Il est impossible d'aimer ceux qui se gavent du fruit du travail des autres et les laissent dans la faim et le dénuement. On ne peut pas non plus couvrir d'amour ceux qui prospèrent sur la misère d'autrui. C'est pourtant ce que fait l'adorateur du culte de "l'homme abstrait", je veux dire l'humaniste. Son humanisme, sous prétexte d'universalité et de globalité, prend dans ses bras les exploiteurs et les oppresseurs de toutes sortes et de toutes nuances.
C'est le jeu des humanistes depuis que cette espèce est apparue avec le début du capitalisme. Ils ont fait de leur mieux pour protéger les oppresseurs de la colère des opprimés et pour pousser les opprimés dans la tourbière de l'appel futile aux tyrans. Ils ont toujours préconisé la méthode perfide de "l'appel à la conscience", ont systématiquement répandu le mythe de la possibilité de changer le cœur des tyrans et ont ainsi créé dans l'esprit des masses la dangereuse illusion que la transformation sociale qui mettrait fin à la tyrannie et à l'exploitation pourrait être un cadeau des exploiteurs et des tyrans eux-mêmes !
Du socialisme utopique au gandhisme, toutes les variétés d'humanisme en ont fait leur marque de fabrique.
Non, l'amour de "l'homme abstrait", de l'homme dépouillé de son contenu social, n'est pas du tout de l'amour pour l'homme. Ce n'est que de la flatterie à l'égard de la classe dirigeante, du soutien à l'ordre social existant et de la justification de la criminalité des tyrans.

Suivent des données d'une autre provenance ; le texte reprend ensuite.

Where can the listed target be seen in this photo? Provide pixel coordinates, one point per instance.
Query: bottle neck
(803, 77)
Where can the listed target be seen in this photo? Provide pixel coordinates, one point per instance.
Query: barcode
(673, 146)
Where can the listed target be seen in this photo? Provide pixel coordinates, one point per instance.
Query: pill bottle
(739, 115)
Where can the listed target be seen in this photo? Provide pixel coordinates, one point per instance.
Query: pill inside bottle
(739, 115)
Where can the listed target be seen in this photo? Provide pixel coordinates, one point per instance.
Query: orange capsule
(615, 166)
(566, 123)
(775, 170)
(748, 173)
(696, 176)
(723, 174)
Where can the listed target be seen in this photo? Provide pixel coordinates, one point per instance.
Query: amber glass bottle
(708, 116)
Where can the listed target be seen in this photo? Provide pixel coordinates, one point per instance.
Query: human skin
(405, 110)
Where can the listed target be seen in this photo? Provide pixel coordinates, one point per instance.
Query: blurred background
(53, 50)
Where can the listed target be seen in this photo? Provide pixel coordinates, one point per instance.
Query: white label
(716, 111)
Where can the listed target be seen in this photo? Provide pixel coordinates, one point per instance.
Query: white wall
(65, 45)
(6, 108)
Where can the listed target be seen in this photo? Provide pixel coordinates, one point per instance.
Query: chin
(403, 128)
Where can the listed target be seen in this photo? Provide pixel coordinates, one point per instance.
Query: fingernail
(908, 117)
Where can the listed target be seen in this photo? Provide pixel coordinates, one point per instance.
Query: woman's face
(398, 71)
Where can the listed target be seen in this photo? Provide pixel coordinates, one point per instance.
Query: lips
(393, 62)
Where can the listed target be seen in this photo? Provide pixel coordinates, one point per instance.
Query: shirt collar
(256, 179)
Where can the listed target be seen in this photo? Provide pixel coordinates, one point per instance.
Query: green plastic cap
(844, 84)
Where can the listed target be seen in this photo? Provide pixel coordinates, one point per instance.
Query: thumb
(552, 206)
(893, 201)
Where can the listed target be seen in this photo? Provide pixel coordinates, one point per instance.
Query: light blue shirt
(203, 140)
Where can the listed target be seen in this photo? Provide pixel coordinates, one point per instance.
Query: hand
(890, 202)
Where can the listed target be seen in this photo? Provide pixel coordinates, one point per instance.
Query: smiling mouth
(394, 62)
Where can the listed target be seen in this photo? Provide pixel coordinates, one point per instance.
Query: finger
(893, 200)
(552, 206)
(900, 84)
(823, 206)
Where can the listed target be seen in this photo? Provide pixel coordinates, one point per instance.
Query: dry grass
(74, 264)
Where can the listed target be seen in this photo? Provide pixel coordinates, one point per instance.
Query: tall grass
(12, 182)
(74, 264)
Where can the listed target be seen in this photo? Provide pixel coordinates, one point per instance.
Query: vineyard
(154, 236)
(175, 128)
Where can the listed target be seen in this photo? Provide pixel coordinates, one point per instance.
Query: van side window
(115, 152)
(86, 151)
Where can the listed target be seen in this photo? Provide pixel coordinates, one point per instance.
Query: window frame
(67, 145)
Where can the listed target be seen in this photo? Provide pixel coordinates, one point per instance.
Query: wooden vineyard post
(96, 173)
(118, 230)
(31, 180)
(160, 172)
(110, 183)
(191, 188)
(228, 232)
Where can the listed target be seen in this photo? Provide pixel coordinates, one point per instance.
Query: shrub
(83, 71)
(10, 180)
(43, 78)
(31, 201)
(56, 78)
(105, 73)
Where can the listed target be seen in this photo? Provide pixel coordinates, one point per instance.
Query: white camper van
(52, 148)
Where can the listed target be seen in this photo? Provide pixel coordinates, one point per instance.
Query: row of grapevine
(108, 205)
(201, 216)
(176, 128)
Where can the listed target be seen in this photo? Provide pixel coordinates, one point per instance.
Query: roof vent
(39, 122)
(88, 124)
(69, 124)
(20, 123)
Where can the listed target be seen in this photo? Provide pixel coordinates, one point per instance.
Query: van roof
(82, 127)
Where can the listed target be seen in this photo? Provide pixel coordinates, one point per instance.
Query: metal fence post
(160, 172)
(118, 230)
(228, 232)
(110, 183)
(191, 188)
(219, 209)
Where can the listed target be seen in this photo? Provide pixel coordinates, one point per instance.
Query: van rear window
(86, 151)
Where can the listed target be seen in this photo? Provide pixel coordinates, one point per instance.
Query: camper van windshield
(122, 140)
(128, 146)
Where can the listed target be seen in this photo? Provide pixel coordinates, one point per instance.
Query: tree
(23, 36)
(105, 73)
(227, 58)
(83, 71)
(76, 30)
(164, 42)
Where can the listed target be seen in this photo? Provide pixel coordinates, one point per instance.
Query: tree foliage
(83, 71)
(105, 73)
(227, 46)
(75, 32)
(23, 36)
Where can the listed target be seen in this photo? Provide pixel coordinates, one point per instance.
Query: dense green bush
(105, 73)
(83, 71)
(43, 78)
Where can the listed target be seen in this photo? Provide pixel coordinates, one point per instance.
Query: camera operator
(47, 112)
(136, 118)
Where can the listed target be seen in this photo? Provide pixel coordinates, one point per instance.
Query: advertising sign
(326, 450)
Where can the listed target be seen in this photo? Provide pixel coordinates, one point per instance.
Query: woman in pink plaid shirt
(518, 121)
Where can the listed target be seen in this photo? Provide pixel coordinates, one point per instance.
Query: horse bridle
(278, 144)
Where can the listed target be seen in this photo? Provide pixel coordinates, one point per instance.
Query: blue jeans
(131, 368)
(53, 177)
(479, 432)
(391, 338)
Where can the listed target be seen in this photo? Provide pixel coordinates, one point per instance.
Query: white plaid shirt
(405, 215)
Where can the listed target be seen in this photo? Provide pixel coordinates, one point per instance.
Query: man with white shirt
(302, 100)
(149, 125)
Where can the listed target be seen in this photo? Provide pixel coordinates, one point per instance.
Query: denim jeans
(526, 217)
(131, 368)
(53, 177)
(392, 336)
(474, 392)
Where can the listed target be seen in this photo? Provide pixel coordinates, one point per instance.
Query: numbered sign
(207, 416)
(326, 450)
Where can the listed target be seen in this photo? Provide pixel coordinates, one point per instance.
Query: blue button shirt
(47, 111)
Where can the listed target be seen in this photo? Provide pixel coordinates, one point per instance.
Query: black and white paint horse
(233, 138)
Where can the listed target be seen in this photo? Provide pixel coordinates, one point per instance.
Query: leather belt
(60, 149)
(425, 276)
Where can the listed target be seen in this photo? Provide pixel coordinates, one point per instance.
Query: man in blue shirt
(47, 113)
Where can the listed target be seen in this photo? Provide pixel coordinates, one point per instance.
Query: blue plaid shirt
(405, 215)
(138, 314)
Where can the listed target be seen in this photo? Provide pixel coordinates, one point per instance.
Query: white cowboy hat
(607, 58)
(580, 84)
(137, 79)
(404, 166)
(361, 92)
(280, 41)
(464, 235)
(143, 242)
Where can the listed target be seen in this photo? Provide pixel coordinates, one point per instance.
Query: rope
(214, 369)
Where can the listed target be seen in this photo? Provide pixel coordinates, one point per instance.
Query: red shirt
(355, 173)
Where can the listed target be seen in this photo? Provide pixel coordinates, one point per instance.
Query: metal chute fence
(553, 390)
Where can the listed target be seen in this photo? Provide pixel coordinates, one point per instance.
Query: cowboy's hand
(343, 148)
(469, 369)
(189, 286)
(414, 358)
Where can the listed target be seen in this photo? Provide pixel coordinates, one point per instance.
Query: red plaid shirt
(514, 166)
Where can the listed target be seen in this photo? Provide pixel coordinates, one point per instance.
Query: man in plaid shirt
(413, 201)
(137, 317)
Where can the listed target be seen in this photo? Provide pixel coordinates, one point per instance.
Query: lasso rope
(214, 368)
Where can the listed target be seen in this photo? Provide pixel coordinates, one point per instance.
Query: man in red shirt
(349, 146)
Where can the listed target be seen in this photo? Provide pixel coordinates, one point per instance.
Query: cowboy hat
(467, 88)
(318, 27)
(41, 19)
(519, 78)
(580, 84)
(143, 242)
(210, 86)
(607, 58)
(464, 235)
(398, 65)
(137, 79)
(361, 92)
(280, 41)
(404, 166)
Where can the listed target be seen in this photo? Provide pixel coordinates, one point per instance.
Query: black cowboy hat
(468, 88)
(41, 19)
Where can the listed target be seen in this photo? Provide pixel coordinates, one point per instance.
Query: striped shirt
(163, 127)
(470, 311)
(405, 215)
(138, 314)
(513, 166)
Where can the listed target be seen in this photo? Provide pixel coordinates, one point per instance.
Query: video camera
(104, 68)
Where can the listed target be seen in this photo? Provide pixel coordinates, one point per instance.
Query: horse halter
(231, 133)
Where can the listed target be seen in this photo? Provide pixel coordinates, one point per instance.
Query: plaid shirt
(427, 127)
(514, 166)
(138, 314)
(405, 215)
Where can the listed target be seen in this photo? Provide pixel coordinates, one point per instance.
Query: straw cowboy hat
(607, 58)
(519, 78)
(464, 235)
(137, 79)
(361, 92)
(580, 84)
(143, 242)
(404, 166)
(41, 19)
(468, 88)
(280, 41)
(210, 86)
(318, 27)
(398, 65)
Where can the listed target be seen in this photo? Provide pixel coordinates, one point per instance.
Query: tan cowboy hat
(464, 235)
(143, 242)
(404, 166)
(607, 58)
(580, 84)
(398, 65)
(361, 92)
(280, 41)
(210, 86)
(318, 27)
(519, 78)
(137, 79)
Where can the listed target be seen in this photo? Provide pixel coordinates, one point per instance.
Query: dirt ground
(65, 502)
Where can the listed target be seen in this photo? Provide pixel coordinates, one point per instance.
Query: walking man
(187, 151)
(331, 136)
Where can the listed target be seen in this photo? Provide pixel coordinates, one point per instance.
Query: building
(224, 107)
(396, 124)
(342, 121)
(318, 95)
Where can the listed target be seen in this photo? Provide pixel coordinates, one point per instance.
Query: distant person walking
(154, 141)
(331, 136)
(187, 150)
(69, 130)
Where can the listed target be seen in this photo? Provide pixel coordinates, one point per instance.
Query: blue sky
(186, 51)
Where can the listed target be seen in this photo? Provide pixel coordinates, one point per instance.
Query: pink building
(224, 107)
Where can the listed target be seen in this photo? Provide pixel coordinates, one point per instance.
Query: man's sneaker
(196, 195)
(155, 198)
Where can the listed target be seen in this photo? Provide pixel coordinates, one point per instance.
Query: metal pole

L'humanisme, pour être réel, doit reconnaître la réalité de l'existence des classes dans la société humaine. Il doit reconnaître que l'usurpation monopolistique des moyens de production sociaux par une minorité est la négation de l'humanisme et le terreau de toute sauvagerie et de toute violence. Enfin, il devrait comprendre que le véritable humanisme consiste à prendre le parti des opprimés et des oppressés contre les vautours humains qui se nourrissent grassement de l'humanité vivante.
Le véritable humanisme doit être conscient des classes, il doit être partisan. Il ne doit pas revêtir la robe trompeuse de "l'amour pour tous" et se prosterner devant le faux dieu de "l'homme abstrait". Son universalité ne doit embrasser que les opprimés, et son activité doit révéler le joyau de l'humanisme authentique qui se trouve dans le cœur des masses en révolte.
Comme tout ce qui existe dans le monde bourgeois, l'humanisme est lui aussi plongé dans la crise. Il doit soit briser les limites de "l'homme abstrait" et de l'universalité "au-dessus des classes" que lui impose la bourgeoisie pour ses propres intérêts de classe, et se sauver en épousant sans équivoque la cause de l'humanité opprimée, soit pourrir dans la pestilence comme il le fait actuellement, et finalement se décomposer.
Humanistes sans humanisme, attention ! Des millions d’yeux vous observent, vous êtes sur le banc des accusés.